La cour en déduit une absence de cause réelle et sérieuse. Cette solution réaffirme un contrôle étroit de la matérialité et de la pertinence des indicateurs économiques, ainsi que de la cohérence du périmètre retenu. Elle conforte le rôle du juge dans la vérification de la menace alléguée, au-delà d’assertions macroéconomiques.
B — Conséquences indemnitaires et obligations issues de l’accord majoritaire
La sanction s’inscrit dans le cadre du barème légal, au regard de l’ancienneté, de l’âge et du salaire moyen. Le salarié obtient une indemnité pour licenciement sans cause réelle et sérieuse d’un montant adapté à la situation du dossier. La demande de préavis est rejetée, la rémunération afférente ayant été perçue dans le cadre du congé de reclassement.

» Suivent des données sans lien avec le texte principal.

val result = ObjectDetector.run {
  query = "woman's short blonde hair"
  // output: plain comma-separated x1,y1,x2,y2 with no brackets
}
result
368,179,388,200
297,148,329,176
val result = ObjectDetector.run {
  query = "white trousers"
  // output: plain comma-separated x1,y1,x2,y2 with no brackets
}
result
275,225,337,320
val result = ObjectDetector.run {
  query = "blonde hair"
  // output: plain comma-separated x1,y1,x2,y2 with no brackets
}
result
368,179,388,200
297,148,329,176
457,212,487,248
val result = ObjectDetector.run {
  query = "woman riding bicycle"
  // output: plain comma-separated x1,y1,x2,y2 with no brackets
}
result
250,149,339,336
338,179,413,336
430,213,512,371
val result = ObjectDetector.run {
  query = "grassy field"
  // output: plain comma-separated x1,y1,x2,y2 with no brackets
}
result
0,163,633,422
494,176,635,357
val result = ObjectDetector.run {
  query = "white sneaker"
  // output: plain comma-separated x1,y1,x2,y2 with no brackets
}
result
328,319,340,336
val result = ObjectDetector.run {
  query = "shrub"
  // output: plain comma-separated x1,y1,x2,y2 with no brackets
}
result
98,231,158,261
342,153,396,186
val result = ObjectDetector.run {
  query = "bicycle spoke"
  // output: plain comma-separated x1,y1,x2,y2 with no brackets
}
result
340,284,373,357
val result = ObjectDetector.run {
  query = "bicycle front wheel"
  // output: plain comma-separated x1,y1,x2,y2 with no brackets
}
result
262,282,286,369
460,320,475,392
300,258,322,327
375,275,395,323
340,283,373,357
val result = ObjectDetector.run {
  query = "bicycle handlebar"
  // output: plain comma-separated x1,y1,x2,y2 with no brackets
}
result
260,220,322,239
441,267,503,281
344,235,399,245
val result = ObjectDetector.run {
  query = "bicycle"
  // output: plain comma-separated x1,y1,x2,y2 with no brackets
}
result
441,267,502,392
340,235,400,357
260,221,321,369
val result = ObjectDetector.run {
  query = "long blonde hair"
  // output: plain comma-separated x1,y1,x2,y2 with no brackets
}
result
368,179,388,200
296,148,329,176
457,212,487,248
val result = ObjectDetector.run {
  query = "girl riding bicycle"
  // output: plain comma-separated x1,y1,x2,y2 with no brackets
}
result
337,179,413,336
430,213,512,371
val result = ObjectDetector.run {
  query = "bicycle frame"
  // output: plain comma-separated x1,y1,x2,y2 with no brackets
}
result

Les intérêts au taux légal et la capitalisation sont ordonnés conformément aux textes applicables.
S’agissant des mesures d’accompagnement issues de l’accord majoritaire, la décision rappelle la charge pesant sur le dispositif d’outplacement. Elle cite expressément que « L’article 3.1.3.3 stipule que le cabinet de reclassement auquel est confié le reclassement des salariés, est tenu de proposer à tout salarié qui s’inscrit dans le cadre d’une recherche d’emploi salarié, trois offres d’emploi (OVE) ». La cour relève l’absence d’éléments probants établissant les conditions dispensant de ces propositions et retient une perte de chance indemnisable, allouant une somme spécifique en réparation du manquement.
Cette articulation confirme une double exigence. D’une part, l’employeur doit rapporter la preuve d’une cause économique appréciée au périmètre pertinent, sur la base d’indicateurs consolidés et vérifiables. D’autre part, l’exécution loyale de l’accord majoritaire impose la traçabilité des offres valables d’emploi ou des circonstances objectifs justifiant leur absence. L’économie de l’arrêt, équilibrée, rappelle que la coordination au niveau du groupe ne dispense ni du respect des critères d’appréciation de la compétitivité ni des garanties conventionnelles de reclassement.